BILLY: They're gremlins, Kate. Just like Mr. Futterman said.
When the mogwai mutate into green, gross, violent creatures, they get a different name: gremlins. That name distances them even further from normality, making them seem more foreign and dangerous.
MRS. DEAGLE: I'll catch the beast myself. Then he'll get what he deserves. A slow, painful death. Maybe I'll put him in my spin dryer on high heat.
Mrs. Deagle is one of the few violent human characters. She's like a human gremlin, threatening to harm Billy's dog. Someone check the back of her head for a zipper. She might be gremlins in a human suit. (Hey, there's an idea for a sequel.)

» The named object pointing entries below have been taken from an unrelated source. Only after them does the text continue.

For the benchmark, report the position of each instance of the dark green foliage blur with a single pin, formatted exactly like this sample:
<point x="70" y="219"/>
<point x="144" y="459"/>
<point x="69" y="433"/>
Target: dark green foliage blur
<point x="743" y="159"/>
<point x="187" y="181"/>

[STRIPE bites Pete's finger.]
It's just a little nip, but right away you know that Stripe means trouble. Gizmo is peaceful and never tries to harm anyone. But Stripe is a troublemaker even when he's still a cute little fuzzball.
[BILLY finds BARNEY tied up with Christmas lights.]
The bad mogwai, Stripe and his gang, are initially pranksters, rather than outright violent. But when they mutate into bigger creatures with sharper claws, things get dangerous. Always have your mogwai declawed.
MOVIE: Can't you see? They're after you! They're after all of us! Our wives, our children, everyone! They're here already! You're next! You're next! You're next! You're next!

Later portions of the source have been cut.